The notion is rooted in the Federal Reserve’s control of the nation’s money supply. The Bureau of Engraving and Printing, part of the U.S. Treasury, is responsible for printing currency.

“Although the Bureau of Printing and Engraving prints it, it delivers it to the Fed, and then the Fed gets to decide how much of it to put out into the economy,” says W. Michael Cox, director of the O’Neil Center for Global Markets and Freedom at Southern Methodist University’s Cox School of Business. He’s also former chief economist of the Federal Reserve Bank of Dallas.
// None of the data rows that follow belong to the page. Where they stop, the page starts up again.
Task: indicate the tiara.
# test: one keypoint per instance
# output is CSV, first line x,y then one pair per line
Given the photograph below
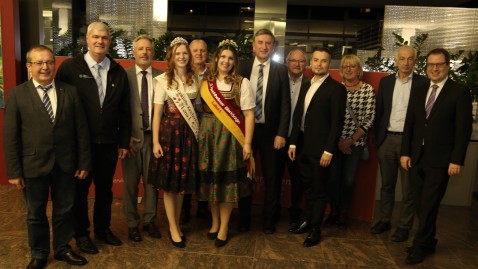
x,y
228,42
178,40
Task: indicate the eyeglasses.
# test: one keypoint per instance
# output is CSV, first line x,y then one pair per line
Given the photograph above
x,y
40,64
437,65
297,61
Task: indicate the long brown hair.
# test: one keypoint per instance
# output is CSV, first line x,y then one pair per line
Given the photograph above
x,y
171,66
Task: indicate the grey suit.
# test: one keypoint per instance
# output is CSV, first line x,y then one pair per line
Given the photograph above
x,y
46,155
136,166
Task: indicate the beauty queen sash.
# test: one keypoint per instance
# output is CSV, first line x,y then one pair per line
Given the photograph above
x,y
185,107
229,116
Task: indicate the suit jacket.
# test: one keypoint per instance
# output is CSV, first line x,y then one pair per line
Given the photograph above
x,y
324,118
383,107
33,144
446,132
135,103
277,99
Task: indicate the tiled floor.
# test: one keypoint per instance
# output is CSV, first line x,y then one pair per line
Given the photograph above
x,y
352,248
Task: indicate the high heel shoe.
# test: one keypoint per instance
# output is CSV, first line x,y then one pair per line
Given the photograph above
x,y
180,244
212,236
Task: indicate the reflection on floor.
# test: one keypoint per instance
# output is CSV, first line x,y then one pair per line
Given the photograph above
x,y
352,248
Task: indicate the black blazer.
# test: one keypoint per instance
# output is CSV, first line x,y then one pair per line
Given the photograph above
x,y
277,100
33,144
324,118
383,106
446,132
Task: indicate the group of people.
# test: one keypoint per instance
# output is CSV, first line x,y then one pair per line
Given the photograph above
x,y
194,129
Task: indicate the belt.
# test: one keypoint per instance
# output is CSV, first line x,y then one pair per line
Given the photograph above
x,y
394,133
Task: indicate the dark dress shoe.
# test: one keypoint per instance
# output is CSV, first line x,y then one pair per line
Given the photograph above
x,y
400,235
37,263
293,226
108,237
380,227
71,258
134,234
180,244
303,228
85,245
152,230
212,236
417,256
313,238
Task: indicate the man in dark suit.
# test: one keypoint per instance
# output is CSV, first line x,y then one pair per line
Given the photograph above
x,y
136,164
269,80
104,91
317,126
295,61
436,134
47,146
391,109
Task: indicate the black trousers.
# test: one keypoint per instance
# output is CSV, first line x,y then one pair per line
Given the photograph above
x,y
104,159
61,185
263,144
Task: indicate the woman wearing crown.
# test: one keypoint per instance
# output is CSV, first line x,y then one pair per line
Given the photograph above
x,y
175,132
225,135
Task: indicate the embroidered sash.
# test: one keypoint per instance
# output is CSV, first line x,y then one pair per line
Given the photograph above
x,y
227,115
185,107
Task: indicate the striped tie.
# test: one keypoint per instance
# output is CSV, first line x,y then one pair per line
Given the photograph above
x,y
431,100
260,77
99,83
47,102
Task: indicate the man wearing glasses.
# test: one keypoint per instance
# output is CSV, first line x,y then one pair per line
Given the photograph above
x,y
436,134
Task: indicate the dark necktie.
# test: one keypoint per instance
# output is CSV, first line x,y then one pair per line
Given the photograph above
x,y
260,77
99,82
144,100
47,102
431,100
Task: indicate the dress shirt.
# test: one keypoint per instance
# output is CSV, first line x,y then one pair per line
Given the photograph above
x,y
294,95
51,94
105,66
401,96
265,77
149,77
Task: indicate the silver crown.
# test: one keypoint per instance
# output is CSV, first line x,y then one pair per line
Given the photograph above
x,y
178,40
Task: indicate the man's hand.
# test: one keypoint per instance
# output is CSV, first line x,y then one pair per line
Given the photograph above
x,y
19,182
405,162
279,142
454,169
291,153
81,174
122,153
132,147
325,159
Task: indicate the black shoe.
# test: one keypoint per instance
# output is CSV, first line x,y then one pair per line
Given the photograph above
x,y
37,263
134,234
152,230
220,243
293,226
212,236
303,228
380,227
184,218
400,235
417,256
179,244
108,237
313,238
71,258
85,245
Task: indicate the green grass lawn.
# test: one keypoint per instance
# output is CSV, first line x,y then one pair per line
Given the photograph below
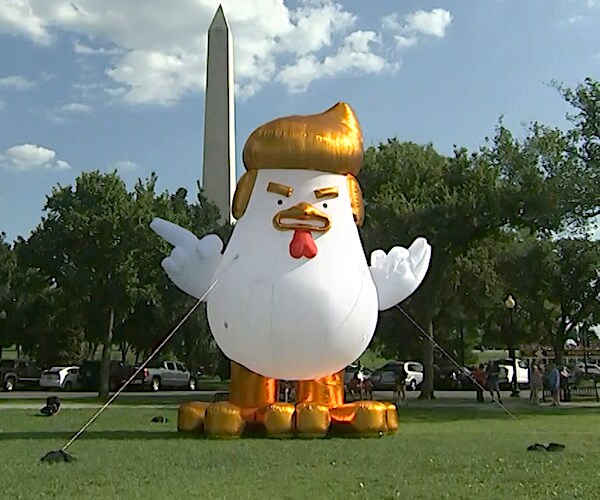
x,y
437,453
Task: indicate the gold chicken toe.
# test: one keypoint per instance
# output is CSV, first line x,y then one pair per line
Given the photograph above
x,y
278,419
312,420
224,420
190,416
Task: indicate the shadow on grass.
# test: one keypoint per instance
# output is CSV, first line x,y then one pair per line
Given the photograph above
x,y
423,414
98,435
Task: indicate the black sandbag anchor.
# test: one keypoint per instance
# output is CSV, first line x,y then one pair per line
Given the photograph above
x,y
56,456
550,447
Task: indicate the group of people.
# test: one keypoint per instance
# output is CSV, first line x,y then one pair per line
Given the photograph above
x,y
487,377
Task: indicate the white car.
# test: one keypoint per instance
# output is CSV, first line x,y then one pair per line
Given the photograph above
x,y
592,368
60,377
384,379
522,370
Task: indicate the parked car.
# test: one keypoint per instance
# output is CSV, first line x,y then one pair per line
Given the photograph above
x,y
18,373
168,374
384,378
61,377
522,371
89,375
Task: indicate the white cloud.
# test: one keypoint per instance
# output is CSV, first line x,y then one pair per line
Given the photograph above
x,y
26,157
75,107
157,55
432,23
86,50
123,165
354,55
16,82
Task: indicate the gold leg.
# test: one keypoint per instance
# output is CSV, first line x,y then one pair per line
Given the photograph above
x,y
248,392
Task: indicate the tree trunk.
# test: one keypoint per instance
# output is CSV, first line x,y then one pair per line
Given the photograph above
x,y
105,367
124,347
428,374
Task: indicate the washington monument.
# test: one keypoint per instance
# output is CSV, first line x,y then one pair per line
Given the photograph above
x,y
218,171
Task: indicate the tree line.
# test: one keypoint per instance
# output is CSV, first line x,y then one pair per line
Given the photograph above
x,y
514,217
In a way, Reiss of the Brooklyn Law School says, “the Fed can create money and does so in a variety of ways.” What he means is the Fed can increase the money supply through its monetary tools. Since the end of 2008, it has used “quantitative easing,” or QE, a term used to describe the Fed’s strategy to boost the supply of money. In the latest round of QE, the Fed has undertaken the monthly purchase of $85 billion in assets over the past year.

If you want to describe the process correctly, you might take a cue from St. Lawrence University’s Horwitz. The central bank isn’t in the printing business, but it has some control of the process.

“The money that the Fed creates is all done electronically in the form of bookkeeping entries that expand the deposit accounts that banks hold at the Fed,” he says.